One liners, short jokes, funny sayings, puns, etal

moreluck

golden ticket member
Our friend and her four-year-old son were standing in line at a fast food restaurant when in walked a man covered in tattoos. The boy turned to him and said, "Looks like somebody got into the markers."
 

oldngray

nowhere special
picdump_1534_22.jpg
 

moreluck

golden ticket member
My four-year-old just shut the bathroom door on me while I was inside and told me I was in jail. So, I locked the door. I love this game.
 

moreluck

golden ticket member
I broke it off because.....

* She wore the same deodorant as my mother.
* She pronounced it 'cold slaw'.
* His head was just way too big for his body.
*She ate her peas one at a time. One at a time!
 

moreluck

golden ticket member
We had just moved to the country from the city when our neighbor came by. "Several of my hogs have gotten loose," he said. "Have you seen them?"
My concerned husband responded, "What do they look like?"
 

moreluck

golden ticket member
The phrase "dead ringer" refers to someone who sits behind Chuck Norris in a movie theater and forgets to turn their cell phone off
 

moreluck

golden ticket member
I came home to find my husband sitting on the couch watching T.V.
"I thought you were going to mow the lawn," I said.
"I'm waiting on a part," he replied.
"What part is that?"
"The part of me that wants to do it."
 

moreluck

golden ticket member
The graduate with a science degree asks, "Why does it work?"
The graduate with an engineering degree asks, "How does it work?"
The graduate with an accounting degree asks, "How much will it cost?"
The graduate with an arts degree asks, "Do you want fries with that?"
 

moreluck

golden ticket member
I was supervising some prospective employees at our construction company as they filled out their application forms.
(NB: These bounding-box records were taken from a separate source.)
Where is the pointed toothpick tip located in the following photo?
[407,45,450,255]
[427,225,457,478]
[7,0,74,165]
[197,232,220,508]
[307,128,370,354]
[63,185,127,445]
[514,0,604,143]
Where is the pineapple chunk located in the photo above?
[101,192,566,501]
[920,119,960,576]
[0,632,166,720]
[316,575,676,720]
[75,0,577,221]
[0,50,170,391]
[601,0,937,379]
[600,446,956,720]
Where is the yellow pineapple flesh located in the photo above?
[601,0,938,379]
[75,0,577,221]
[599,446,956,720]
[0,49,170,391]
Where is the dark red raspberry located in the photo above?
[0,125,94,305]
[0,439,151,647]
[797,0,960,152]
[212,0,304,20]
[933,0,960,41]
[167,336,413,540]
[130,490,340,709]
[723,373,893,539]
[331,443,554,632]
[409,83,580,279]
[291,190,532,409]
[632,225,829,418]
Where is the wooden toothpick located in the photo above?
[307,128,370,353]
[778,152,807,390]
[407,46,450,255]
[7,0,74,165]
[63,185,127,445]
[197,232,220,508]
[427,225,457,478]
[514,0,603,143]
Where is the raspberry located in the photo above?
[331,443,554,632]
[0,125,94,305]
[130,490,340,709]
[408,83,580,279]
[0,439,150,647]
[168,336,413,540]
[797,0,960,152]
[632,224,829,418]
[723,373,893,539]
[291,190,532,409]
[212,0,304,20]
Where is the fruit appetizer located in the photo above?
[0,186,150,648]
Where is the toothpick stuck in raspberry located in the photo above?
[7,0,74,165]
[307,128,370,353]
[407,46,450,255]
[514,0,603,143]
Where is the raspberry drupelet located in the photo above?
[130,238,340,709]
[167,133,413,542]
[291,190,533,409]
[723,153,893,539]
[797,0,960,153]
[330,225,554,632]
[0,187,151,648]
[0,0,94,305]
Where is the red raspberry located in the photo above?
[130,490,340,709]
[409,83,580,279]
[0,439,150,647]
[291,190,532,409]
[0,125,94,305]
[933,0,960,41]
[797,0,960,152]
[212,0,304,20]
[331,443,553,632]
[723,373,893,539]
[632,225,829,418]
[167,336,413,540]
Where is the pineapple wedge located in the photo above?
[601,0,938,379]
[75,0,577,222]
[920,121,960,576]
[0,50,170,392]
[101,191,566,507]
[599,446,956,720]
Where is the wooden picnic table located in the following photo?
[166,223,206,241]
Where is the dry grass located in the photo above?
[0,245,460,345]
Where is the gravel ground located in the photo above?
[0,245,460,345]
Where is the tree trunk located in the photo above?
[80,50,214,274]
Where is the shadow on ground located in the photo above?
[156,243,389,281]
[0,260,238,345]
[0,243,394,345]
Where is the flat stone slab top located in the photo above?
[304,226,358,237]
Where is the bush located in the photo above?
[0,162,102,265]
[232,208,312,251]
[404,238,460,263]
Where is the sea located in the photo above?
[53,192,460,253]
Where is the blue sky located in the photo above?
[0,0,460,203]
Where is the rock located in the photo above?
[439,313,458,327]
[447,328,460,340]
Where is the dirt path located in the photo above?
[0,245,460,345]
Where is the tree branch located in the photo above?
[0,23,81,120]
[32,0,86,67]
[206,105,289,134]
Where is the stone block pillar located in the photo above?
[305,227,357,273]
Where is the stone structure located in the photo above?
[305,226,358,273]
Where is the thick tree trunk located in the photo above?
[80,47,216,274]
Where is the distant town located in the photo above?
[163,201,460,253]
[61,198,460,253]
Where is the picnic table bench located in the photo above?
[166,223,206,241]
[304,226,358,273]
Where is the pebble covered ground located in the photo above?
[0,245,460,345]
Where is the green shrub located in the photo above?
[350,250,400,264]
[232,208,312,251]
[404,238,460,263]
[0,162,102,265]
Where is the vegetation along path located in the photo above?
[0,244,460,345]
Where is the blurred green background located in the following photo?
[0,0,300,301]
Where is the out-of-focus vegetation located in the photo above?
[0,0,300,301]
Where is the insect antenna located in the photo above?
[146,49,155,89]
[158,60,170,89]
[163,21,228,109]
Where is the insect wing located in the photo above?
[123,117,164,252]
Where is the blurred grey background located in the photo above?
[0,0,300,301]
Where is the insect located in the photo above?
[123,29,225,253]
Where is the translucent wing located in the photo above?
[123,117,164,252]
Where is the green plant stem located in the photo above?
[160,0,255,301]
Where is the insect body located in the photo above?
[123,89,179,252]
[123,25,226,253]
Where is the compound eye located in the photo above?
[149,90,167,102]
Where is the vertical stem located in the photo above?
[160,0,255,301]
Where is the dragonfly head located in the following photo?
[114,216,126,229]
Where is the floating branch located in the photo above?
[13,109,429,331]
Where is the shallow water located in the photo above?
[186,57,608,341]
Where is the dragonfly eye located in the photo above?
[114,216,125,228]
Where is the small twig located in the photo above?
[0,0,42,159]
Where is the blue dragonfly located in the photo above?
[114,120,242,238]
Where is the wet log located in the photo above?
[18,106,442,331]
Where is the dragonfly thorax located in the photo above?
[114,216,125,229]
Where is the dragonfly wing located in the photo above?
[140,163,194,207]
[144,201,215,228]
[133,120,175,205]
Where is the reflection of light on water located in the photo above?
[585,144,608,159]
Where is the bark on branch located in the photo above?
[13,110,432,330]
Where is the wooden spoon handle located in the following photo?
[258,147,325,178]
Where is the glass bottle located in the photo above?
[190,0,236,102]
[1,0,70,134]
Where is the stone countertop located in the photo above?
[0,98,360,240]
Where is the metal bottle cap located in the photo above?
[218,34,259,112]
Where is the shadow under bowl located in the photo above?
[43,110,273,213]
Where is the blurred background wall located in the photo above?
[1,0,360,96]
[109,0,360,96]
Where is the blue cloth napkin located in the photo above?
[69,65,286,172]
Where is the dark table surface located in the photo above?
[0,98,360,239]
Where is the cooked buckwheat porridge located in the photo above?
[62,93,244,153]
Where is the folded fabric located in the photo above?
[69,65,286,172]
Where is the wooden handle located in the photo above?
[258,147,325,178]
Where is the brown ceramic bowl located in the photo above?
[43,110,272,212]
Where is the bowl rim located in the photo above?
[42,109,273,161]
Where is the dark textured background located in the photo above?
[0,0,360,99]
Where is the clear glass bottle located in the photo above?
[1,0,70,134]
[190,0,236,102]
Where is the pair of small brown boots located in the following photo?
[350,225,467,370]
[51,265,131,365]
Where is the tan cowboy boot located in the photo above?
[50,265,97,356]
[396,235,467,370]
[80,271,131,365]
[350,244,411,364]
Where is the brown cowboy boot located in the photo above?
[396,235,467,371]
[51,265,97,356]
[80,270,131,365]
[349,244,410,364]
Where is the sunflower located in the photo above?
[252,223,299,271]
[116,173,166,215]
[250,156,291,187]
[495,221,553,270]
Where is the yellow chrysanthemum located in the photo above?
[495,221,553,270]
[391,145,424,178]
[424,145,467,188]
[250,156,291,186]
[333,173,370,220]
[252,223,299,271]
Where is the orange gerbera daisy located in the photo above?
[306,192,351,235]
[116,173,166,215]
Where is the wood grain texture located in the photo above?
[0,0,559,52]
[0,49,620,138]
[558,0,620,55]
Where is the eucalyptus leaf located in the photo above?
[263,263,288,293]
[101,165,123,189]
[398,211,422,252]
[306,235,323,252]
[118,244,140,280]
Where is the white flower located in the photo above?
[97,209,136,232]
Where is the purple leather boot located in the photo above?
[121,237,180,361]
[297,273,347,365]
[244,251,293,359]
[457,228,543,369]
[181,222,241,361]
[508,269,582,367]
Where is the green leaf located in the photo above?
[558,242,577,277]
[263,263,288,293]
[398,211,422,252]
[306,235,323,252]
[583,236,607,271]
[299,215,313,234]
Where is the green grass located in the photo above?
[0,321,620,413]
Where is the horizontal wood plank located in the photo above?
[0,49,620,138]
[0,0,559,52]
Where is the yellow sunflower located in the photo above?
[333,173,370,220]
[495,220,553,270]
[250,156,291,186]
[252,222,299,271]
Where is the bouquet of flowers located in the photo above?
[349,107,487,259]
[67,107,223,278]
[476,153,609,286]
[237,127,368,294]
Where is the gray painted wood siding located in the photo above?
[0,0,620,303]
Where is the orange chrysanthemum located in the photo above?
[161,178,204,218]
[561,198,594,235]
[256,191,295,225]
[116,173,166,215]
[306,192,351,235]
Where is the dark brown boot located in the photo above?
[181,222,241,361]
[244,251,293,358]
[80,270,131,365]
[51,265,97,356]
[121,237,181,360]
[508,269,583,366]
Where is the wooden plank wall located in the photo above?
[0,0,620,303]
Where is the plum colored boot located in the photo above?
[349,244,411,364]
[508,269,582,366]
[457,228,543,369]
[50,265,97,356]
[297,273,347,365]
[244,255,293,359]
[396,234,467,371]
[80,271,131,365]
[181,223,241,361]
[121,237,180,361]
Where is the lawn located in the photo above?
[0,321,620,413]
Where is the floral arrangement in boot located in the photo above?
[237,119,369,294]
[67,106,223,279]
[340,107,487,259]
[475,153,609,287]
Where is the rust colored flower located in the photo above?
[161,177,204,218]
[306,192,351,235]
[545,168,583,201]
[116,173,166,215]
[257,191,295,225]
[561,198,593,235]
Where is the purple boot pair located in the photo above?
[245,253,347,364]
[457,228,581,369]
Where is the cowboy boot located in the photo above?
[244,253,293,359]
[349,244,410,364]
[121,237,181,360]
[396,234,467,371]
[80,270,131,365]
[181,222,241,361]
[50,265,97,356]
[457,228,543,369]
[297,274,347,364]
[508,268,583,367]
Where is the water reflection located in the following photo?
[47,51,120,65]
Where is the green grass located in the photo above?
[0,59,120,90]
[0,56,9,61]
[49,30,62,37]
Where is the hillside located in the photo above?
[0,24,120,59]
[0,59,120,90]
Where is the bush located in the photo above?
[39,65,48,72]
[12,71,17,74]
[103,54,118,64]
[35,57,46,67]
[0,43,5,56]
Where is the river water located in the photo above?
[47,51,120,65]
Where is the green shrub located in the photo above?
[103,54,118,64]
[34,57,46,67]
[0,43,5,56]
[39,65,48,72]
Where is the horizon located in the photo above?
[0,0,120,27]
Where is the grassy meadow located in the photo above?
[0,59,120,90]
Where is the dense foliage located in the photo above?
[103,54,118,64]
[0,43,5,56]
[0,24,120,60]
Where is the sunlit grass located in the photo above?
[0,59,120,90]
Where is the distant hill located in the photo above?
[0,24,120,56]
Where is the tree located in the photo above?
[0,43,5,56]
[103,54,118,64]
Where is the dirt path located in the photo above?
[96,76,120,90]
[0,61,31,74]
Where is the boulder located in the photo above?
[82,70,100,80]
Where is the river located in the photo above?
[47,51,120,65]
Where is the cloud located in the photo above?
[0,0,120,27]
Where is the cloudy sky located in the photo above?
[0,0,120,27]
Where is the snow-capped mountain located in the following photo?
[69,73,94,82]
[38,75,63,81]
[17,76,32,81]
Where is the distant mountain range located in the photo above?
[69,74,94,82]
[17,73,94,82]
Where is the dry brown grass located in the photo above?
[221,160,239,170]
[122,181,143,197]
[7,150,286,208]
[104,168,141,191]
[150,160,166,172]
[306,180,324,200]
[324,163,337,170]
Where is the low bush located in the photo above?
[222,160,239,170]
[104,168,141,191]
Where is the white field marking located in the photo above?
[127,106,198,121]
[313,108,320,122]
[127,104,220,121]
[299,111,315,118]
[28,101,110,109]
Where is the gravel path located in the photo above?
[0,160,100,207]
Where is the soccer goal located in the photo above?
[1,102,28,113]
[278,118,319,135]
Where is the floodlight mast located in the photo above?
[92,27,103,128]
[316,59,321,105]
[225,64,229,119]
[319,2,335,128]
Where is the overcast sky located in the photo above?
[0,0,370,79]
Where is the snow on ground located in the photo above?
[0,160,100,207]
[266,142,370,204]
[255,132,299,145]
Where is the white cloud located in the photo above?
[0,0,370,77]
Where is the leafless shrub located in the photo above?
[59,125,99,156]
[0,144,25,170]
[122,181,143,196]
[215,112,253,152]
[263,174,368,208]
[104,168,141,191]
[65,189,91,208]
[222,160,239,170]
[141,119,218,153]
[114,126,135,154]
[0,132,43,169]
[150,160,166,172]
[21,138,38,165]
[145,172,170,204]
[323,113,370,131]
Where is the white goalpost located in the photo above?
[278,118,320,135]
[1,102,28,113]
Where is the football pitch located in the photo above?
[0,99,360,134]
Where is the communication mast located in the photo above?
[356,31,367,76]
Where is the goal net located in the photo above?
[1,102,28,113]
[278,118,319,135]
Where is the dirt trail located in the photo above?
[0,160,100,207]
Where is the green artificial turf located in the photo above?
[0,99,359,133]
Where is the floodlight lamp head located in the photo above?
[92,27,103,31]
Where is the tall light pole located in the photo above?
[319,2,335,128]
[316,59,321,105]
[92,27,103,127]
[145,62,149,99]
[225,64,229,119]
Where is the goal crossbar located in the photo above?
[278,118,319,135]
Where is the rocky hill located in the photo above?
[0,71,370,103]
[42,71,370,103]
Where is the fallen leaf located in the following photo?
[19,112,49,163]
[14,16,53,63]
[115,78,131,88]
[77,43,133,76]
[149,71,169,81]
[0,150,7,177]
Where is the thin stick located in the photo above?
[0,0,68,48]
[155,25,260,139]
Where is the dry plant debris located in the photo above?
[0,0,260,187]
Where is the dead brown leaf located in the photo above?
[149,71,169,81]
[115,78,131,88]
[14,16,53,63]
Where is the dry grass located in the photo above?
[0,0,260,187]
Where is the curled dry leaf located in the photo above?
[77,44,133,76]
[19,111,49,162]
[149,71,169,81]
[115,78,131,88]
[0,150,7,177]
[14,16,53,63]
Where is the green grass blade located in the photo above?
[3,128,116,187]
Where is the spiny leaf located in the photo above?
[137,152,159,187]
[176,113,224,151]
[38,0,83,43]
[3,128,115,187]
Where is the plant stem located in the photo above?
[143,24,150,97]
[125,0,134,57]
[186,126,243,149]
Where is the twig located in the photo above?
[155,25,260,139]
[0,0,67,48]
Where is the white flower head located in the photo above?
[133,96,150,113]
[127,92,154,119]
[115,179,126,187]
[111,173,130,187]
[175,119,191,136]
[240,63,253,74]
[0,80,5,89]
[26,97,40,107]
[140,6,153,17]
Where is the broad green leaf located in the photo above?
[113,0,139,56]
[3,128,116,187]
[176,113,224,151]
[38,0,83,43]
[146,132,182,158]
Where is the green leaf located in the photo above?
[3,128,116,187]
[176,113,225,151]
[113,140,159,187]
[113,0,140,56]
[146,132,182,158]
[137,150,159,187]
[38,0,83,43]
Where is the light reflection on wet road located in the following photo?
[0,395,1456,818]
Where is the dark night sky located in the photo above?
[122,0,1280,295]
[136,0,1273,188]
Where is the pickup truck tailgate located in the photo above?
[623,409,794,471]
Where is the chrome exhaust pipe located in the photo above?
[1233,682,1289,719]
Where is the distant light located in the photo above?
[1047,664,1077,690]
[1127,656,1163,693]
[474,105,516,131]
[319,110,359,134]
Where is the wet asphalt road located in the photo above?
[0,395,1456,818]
Everyone was busily writing away except for one guy, who appeared stumped.
He turned to his friend and whispered, "Hey George, what's my maiden name?"
 

moreluck

golden ticket member
A late arrival at the Nashville airport left me in front of a car rental agent one night. Ina heavy southern drawl, she asked, "Can Ah help y'all?"
After processing my order she said "I have an accent. Is that OK?"
"I don't mind at all," I said, "Being from New England I have one too."
She waited a minute before replying, "I meant the car. I have a Hyundai Accent."